Como tornar as cidades mais suaves?
Imagem: Cidade Suave/Editora Vicinitas

Como tornar as cidades mais suaves?

No livro “Cidade Suave”, o urbanista David Sim aponta quais são as características de cidades que promovem conforto e acolhimento no cotidiano de seus habitantes.

8 de setembro de 2025

Ao descrever como uma cidade deveria ser, é comum o uso de adjetivos como “inteligente”, “resiliente”, “eficiente” e “dinâmica”. Caracterizar uma cidade como “suave”, por outro lado, gera um certo estranhamento que introduz uma abordagem diferente e muito focada na experiência humana. Essa é a proposta do livro Cidade Suave: Densidade, Diversidade e Proximidade na Vida Cotidiana”, publicado em 2019 por David Sim — arquiteto, urbanista e professor que trabalhou ao lado de Jan Gehl.

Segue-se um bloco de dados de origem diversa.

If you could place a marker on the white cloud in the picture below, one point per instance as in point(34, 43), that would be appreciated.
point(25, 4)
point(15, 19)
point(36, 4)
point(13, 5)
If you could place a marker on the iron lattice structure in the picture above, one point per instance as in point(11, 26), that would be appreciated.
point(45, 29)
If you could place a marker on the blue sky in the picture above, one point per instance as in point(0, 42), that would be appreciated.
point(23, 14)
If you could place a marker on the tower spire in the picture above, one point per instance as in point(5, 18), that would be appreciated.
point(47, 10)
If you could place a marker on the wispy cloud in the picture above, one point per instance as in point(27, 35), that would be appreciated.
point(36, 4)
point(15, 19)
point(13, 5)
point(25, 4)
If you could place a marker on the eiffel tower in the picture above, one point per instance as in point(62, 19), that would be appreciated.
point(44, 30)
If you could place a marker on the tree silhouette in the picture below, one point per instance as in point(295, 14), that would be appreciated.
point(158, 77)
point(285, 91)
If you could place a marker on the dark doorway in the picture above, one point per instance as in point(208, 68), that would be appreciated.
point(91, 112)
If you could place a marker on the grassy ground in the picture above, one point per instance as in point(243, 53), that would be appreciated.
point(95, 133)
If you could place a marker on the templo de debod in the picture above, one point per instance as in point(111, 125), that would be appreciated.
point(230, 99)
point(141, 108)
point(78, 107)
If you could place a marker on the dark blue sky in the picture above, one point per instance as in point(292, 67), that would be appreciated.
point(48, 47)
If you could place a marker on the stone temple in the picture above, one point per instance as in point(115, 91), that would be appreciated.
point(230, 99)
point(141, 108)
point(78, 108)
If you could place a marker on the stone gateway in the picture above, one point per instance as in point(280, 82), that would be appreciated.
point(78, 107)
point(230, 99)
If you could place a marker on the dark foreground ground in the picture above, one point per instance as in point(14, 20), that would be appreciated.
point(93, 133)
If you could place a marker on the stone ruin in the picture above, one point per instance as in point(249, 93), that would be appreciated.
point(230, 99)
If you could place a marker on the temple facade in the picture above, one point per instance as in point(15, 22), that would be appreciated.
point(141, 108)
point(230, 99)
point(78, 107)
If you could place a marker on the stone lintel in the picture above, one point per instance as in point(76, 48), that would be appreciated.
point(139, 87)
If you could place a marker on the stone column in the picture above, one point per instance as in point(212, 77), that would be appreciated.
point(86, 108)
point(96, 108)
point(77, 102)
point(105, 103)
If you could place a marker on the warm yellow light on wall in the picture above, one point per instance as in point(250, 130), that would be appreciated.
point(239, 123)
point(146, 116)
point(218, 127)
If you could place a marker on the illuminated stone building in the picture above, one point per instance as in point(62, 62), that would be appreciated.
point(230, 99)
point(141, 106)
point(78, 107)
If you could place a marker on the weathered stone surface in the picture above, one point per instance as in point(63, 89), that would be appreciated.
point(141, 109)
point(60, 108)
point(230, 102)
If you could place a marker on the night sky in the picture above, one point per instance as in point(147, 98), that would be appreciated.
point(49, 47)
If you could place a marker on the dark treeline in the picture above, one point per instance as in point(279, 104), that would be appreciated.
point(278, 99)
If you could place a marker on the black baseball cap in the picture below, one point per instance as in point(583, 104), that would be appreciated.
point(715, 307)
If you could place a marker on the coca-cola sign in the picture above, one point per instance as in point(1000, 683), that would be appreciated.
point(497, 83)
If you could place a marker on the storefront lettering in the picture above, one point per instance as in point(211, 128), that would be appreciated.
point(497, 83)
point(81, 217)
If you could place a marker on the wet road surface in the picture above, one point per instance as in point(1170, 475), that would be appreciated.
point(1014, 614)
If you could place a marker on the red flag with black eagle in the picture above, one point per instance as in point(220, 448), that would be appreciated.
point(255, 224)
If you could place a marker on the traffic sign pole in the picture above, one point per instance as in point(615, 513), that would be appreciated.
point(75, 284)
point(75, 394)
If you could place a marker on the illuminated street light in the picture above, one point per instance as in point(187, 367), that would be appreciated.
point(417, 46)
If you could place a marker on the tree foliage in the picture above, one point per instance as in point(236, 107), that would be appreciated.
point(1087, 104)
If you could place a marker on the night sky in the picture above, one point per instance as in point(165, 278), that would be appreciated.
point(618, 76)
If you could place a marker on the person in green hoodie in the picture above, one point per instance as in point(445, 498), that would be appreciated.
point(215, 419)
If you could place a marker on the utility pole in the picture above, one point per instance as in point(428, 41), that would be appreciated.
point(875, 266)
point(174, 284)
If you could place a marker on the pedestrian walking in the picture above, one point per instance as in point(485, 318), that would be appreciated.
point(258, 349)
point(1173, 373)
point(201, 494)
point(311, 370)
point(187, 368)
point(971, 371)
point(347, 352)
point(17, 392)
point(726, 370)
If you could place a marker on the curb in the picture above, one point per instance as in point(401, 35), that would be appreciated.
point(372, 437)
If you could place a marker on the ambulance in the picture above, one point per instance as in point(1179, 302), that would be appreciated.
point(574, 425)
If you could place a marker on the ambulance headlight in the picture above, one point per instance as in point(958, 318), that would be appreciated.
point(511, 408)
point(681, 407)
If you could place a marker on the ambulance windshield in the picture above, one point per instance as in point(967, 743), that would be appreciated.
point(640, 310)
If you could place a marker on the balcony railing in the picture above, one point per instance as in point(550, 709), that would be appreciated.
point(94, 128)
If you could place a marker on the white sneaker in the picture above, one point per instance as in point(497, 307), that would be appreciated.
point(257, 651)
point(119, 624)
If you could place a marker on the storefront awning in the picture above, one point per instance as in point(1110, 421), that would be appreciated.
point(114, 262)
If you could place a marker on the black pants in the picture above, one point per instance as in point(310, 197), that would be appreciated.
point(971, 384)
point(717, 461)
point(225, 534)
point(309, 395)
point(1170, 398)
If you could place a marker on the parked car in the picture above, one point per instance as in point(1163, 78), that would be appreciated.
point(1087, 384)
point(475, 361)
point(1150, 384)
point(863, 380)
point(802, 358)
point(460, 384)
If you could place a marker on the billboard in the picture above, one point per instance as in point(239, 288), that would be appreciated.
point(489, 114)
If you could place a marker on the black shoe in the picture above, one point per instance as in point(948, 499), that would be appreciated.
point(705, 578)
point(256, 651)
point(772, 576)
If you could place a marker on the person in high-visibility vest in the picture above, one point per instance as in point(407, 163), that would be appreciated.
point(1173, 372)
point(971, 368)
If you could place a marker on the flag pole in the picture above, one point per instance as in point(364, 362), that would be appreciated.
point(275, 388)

Seguindo a mesma linha de pensamento do famoso livro “Cidades Para Pessoas”, David Sim foca nas questões humanas do dia a dia e o que faz uma cidade ser agradável e aconchegante. “Suave”, nesse contexto, “tem a ver com facilidade, conforto e cuidado na vida cotidiana”. Com o crescimento dos centros urbanos e a necessidade de adensar as ocupações, diante dos danos causados pelo espraiamento e pelo rodoviarismo, o autor busca responder, de maneira prática, como essa densidade pode ser acompanhada de qualidade de vida. Isso se resume às interações sociais, às maneiras de se locomover e à convivência com o clima e a natureza.

A escala da vizinhança

A interação com outras pessoas é o cerne da existência das cidades. No dia a dia isso acontece, em primeiro lugar, no entorno imediato do local de moradia: no prédio, no quarteirão e no bairro. Assim se constrói a vizinhança, a partir da proximidade física de pessoas com diferentes perfis, objetivos e histórias de vida, algo que só é possível com a densidade. Ambientes urbanos densos e diversificados geram oportunidades inesperadas de interação, o que, para além da produtividade econômica, traz resultados sociais e psicológicos positivos.

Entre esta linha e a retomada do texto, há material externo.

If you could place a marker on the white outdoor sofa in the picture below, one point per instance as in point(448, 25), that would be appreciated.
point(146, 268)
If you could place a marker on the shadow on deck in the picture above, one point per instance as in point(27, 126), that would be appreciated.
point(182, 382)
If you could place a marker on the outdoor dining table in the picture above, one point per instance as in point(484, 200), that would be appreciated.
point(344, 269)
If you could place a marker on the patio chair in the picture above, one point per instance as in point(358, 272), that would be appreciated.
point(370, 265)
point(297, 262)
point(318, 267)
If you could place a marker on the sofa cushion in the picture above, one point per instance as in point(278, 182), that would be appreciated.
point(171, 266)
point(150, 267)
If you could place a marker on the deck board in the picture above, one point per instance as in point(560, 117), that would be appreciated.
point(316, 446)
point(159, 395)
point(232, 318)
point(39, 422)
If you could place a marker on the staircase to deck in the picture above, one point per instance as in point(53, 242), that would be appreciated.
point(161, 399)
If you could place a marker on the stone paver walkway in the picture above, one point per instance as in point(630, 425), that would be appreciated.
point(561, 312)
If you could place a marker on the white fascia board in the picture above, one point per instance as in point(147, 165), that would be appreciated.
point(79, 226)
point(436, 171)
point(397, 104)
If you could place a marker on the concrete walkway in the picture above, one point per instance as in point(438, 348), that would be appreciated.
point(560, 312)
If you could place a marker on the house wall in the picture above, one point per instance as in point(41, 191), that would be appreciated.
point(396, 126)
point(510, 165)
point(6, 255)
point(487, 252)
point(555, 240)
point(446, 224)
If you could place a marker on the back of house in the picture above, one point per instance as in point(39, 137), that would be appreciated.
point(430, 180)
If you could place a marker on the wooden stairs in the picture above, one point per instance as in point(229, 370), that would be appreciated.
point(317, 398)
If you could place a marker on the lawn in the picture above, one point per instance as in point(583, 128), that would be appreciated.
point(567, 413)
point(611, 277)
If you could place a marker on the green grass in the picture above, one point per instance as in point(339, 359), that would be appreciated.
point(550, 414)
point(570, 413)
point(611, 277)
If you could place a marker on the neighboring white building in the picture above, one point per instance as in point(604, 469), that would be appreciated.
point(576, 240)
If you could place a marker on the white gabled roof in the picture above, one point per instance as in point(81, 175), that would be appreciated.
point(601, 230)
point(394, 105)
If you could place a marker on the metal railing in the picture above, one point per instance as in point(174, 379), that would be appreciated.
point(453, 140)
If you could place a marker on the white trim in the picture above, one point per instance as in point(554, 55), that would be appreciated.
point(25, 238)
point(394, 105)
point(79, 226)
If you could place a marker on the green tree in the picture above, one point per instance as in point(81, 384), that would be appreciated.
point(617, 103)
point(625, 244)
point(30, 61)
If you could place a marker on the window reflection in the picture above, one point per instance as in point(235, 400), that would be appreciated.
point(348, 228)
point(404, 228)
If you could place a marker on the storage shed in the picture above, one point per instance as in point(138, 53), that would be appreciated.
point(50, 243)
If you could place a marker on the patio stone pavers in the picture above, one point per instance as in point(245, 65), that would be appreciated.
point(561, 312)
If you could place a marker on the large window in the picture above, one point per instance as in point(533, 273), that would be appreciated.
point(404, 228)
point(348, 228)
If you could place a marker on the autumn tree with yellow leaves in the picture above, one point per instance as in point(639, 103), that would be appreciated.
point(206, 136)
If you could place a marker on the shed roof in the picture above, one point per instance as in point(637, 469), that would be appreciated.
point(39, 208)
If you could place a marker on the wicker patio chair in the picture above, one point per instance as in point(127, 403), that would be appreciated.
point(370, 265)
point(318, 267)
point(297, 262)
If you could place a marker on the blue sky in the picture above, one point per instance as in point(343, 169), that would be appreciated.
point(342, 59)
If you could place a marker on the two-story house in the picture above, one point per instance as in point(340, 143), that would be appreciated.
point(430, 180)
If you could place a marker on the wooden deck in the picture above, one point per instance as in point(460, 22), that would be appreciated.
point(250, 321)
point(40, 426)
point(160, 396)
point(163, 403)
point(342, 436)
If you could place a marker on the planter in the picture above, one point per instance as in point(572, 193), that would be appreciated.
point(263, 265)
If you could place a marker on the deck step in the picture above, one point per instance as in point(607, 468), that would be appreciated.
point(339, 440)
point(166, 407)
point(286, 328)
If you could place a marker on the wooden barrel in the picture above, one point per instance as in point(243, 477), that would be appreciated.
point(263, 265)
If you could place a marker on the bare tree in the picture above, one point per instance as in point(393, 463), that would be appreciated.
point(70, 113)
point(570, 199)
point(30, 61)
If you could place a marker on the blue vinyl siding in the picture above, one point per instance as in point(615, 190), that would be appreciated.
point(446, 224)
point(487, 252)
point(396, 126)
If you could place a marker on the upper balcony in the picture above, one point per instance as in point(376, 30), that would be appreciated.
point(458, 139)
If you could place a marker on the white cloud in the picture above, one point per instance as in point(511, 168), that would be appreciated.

Leia mais: Como os espaços públicos repelem ou atraem as pessoas

Explorando as configurações espaciais de quarteirões que concentram densidade e mantêm a sensação de bem-estar, o autor destaca a tipologia de ocupação perimetral da quadra com um pátio aberto no centro. Provavelmente, o exemplo mais famoso desse tipo de quarteirão se manifeste no Eixample, em Barcelona, idealizado por Cerdà em 1860. Porém, existem modelos semelhantes em diversas cidades, como em alguns bairros de Lima, no Peru. David Sim explica, por meio de diagramas e ilustrações, que essa tipologia pode proporcionar altas densidades, definições claras entre área pública e privada, espaços comuns e protegidos para os moradores, melhores microclimas, maior potencial de desenvolvimento de fachadas ativas e maior caminhabilidade.

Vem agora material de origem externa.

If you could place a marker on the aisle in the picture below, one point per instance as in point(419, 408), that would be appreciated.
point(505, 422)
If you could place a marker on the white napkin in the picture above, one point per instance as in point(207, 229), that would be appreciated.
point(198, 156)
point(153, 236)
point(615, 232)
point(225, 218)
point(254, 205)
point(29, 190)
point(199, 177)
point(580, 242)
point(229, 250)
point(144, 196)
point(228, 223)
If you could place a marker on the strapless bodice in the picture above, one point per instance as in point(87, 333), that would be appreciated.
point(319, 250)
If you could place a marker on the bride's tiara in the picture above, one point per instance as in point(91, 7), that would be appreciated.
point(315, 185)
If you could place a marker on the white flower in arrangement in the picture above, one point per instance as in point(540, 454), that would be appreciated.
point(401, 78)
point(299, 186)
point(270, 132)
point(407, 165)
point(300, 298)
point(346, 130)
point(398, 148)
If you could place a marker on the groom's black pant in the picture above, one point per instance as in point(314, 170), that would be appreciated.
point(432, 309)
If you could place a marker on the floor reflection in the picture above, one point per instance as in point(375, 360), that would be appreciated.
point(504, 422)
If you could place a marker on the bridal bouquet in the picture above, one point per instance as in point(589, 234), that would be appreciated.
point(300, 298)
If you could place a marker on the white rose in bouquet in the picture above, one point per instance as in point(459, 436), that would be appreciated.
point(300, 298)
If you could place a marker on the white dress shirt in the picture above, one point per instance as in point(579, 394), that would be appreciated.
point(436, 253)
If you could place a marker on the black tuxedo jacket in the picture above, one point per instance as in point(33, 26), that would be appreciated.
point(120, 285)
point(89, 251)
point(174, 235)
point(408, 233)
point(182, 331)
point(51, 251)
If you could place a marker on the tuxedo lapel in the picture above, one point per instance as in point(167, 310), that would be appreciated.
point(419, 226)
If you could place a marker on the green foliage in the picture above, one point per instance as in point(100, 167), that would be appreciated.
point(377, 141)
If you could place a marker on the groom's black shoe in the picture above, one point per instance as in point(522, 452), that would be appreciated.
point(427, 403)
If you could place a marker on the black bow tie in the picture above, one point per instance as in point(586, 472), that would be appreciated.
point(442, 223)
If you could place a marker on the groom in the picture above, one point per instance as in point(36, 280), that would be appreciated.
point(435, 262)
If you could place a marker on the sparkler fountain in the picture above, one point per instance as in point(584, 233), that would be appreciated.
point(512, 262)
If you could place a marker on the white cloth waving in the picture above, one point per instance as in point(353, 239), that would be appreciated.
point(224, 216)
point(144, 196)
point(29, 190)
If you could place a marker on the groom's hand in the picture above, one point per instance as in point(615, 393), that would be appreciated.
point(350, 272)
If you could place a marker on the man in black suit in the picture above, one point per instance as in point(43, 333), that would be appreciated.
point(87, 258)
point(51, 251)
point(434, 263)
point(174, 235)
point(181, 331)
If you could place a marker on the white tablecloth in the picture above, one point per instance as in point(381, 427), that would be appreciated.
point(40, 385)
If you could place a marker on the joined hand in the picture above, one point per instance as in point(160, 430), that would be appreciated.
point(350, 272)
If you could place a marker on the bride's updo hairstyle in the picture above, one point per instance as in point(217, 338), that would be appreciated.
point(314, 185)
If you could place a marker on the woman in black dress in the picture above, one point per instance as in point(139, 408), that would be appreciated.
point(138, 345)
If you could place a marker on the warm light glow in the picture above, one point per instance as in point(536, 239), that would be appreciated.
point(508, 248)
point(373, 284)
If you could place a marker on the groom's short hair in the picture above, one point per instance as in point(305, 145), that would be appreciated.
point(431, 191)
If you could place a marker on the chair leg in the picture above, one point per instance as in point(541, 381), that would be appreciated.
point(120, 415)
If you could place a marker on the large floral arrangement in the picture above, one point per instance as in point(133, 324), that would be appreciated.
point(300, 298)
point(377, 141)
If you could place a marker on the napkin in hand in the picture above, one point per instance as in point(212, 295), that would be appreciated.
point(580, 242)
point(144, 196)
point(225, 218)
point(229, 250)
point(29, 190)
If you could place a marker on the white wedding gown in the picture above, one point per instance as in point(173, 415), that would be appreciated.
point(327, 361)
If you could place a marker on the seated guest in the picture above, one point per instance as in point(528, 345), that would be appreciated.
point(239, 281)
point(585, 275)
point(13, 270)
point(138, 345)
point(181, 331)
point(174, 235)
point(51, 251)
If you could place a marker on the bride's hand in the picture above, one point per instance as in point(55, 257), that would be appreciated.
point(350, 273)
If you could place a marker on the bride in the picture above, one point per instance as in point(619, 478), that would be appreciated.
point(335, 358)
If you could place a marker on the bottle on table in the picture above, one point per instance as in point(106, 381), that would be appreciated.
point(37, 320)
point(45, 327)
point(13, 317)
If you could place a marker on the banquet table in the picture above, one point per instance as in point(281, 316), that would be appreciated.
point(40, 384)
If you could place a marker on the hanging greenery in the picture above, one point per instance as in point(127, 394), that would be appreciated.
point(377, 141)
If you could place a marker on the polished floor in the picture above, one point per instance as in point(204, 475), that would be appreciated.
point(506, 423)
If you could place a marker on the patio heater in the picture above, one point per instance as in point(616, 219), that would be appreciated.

Além disso, o autor expande as possibilidades de acomodar usos diversos em quarteirões desse tipo. Por meio de um bom estudo espacial, é possível ter, por exemplo, escritórios e moradias em um mesmo prédio. Ou um supermercado no meio de um quarteirão predominantemente residencial. Ou mesmo uma casa de família no térreo, virada para o pátio interno, não limitando esse andar apenas ao uso comercial. São ideias ainda distantes para muitas cidades brasileiras, mas que se provam viáveis em diversos exemplos ao redor do mundo.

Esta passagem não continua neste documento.